I think it's akin to people listening to music. The experience is an intuitive one, in that listening isn't, fundamentally, a process of following conscious, logical steps, even though music is the most ruthlessly logical of the arts in its structure. But whether or not they could articulate in words the technical details of what they're hearing, almost everyone hears the tune, most pick up on whether it's major or minor, rather fewer are alert to a key change, fewer still pick up on the different quality of, say G minor and E Flat minor, and fewer still could do you a Schenkerian tonal analysis of it. But just because most listeners don't consciously think, 'Ah, C major-happy-and-calm; and oh! A-minor-sad-and-solemn; and perk up into A-major-happy-and-spikey, and into F-sharp-minor-sad-and-bitter,' absolutely doesn't mean that those things don't have those effects. (Apologies to all musicians - theory is a gaping hole in my musical education). As you become a more experienced listener in a particular genre and style, however, you do hear, say, more of the separate things which are going on in a choral fugue by Bach, or a Shostakovich symphony, even if, like me, you couldn't begin to explain them.

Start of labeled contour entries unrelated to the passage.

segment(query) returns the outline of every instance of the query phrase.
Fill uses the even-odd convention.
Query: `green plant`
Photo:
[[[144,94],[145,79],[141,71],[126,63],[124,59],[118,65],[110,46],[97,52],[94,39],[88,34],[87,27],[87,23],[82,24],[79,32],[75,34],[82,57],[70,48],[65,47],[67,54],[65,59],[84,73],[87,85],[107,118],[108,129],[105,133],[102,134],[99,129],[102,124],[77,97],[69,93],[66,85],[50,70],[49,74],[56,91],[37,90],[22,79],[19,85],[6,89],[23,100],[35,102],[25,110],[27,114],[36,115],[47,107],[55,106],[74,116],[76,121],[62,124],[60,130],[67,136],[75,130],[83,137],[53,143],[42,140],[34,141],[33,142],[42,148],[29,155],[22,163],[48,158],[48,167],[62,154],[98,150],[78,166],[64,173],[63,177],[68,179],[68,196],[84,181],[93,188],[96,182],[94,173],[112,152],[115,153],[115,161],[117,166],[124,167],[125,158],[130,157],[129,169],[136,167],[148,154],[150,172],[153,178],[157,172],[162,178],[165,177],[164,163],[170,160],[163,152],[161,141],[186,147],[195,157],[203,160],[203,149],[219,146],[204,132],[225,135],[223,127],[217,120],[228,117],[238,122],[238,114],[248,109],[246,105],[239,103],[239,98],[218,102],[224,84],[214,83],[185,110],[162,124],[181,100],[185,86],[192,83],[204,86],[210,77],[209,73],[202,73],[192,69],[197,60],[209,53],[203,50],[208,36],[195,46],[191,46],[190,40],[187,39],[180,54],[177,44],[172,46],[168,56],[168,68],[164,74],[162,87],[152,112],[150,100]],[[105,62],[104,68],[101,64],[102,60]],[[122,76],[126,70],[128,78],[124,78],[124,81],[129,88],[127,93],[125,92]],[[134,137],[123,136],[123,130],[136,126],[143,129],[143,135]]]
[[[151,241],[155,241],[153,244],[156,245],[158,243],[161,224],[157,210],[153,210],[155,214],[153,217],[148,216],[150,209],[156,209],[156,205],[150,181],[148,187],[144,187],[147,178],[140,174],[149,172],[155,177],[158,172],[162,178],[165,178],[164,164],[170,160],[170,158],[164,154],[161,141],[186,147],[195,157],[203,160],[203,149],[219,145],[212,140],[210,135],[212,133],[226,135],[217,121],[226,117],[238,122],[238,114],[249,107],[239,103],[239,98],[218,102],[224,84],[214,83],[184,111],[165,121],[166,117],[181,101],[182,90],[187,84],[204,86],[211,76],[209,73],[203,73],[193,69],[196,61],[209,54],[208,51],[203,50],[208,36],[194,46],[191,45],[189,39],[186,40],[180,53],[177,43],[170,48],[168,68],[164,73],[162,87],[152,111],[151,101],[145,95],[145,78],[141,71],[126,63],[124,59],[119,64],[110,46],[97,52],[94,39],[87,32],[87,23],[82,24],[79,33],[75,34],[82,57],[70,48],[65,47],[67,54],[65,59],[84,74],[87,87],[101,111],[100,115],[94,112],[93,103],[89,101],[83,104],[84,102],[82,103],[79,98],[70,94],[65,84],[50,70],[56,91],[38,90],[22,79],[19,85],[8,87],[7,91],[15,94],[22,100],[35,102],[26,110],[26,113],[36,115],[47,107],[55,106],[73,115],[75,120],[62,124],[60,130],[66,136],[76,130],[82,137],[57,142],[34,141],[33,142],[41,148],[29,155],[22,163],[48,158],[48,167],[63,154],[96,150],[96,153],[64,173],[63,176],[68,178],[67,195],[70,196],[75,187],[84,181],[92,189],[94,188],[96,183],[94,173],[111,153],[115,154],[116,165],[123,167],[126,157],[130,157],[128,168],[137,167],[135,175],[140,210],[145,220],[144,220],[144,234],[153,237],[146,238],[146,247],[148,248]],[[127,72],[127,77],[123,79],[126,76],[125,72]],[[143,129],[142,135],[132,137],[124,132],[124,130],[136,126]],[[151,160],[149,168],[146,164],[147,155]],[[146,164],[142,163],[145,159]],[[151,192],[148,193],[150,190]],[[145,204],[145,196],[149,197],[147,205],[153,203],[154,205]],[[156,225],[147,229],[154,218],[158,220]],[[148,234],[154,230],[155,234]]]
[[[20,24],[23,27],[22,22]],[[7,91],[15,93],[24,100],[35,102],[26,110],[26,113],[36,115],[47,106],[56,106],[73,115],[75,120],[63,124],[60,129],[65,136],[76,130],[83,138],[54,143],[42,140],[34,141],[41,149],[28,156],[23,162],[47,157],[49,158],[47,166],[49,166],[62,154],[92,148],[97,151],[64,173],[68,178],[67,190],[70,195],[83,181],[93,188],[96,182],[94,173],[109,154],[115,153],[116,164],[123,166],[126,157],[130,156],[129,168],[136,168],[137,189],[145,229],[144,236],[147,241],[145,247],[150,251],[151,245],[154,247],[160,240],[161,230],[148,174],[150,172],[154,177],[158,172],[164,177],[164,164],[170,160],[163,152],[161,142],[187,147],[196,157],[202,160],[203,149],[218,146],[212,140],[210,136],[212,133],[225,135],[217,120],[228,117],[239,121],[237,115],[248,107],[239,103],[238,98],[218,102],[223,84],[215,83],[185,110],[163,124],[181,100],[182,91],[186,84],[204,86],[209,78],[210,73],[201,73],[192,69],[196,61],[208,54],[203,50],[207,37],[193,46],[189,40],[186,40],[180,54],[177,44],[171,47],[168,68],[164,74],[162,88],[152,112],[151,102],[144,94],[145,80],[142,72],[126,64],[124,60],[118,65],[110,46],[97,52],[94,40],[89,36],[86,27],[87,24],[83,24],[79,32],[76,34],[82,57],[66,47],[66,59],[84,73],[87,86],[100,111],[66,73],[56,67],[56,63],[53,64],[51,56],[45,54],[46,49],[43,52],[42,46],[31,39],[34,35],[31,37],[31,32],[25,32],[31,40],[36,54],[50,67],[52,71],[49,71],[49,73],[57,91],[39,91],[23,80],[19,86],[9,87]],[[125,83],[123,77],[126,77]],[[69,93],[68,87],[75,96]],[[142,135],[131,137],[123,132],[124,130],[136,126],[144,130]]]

And similarly, I would contend that our first experience of any act of creative writing is intuitive. When you're working on a first draft, as I've been suggesting, it's instinct that drives the pen. When you revise (or when you're critiquing the work of others), it's your instinct which tells you that a sentence clunks or a plot creaks, and then you start to unpick it logically, just as a great scientist intuits what's happening, and then sets about turning that intuition into the language of diagrams or mathematics or whatever.

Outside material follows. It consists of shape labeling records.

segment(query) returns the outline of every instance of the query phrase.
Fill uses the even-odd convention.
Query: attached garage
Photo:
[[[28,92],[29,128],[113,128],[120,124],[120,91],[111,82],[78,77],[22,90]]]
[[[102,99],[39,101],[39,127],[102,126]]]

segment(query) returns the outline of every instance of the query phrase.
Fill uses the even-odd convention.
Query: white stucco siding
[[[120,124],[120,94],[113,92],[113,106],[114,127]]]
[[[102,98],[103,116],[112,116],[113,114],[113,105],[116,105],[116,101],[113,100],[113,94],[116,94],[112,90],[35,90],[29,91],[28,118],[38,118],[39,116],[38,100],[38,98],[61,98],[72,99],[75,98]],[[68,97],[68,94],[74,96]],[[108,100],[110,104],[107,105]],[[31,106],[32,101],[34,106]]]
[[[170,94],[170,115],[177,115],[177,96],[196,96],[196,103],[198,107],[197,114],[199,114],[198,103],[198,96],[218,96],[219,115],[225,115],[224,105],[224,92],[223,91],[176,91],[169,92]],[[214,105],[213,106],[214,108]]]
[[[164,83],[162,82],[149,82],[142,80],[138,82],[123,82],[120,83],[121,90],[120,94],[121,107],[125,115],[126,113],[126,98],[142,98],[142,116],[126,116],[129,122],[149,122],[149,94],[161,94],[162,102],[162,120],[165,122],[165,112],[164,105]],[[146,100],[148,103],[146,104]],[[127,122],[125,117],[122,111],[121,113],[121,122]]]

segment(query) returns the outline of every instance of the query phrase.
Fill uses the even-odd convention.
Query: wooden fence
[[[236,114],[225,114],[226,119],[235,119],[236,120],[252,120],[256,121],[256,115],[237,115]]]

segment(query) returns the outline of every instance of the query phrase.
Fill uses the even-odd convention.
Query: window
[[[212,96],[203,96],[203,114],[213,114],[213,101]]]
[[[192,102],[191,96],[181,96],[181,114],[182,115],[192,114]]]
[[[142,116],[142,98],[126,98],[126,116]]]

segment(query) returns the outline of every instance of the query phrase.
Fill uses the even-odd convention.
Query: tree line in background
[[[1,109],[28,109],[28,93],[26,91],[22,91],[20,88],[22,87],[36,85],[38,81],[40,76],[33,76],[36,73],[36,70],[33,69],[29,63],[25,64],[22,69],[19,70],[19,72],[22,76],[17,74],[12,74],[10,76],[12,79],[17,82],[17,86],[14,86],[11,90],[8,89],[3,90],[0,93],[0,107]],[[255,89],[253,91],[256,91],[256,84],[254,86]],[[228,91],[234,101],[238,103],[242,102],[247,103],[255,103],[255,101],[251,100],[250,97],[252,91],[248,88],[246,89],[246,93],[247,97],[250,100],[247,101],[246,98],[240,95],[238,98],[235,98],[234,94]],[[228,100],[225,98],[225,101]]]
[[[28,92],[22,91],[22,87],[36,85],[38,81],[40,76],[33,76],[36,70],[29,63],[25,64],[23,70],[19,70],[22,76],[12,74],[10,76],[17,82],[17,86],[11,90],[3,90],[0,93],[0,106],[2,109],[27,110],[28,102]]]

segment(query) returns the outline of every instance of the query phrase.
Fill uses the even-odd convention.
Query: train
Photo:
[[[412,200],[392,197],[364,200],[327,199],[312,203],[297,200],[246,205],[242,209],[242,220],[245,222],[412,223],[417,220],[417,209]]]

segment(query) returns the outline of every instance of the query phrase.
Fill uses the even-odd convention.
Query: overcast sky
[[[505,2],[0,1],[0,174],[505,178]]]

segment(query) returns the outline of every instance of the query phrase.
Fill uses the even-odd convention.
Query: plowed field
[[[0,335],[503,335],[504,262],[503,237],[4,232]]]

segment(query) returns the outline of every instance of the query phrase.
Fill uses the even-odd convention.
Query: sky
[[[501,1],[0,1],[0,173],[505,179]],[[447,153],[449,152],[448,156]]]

Not that such intuition means that any old one of us can be Einstein or Eliot, because as my worked example suggests, rationality is right in there too, working away, so your conscious brain had better get practising too. Many passionate readers are turned off by plodding, rational unpicking of intuitively apprehended books at school, just as very beginner writers find it acutely uncomfortable to do the same to their writing. If they're keen and lucky, both then go through an uncomfortable ugly duckling stage while they integrate the operation of their intuition and their rationality, and find the right scale for it: the ever-cycling process of writer-editor, intuit-rationalise. For some the unit of cycling is a sentence, for some it's a novel, but either way, the more integrated the two are, the more smoothly they actually operate simultaneously, and the more likely you are to get it right(ish) in the first draft. And once you've shed those scruffy brown feathers and learnt to take off and steer, and find your way and glide, you can fly anywhere.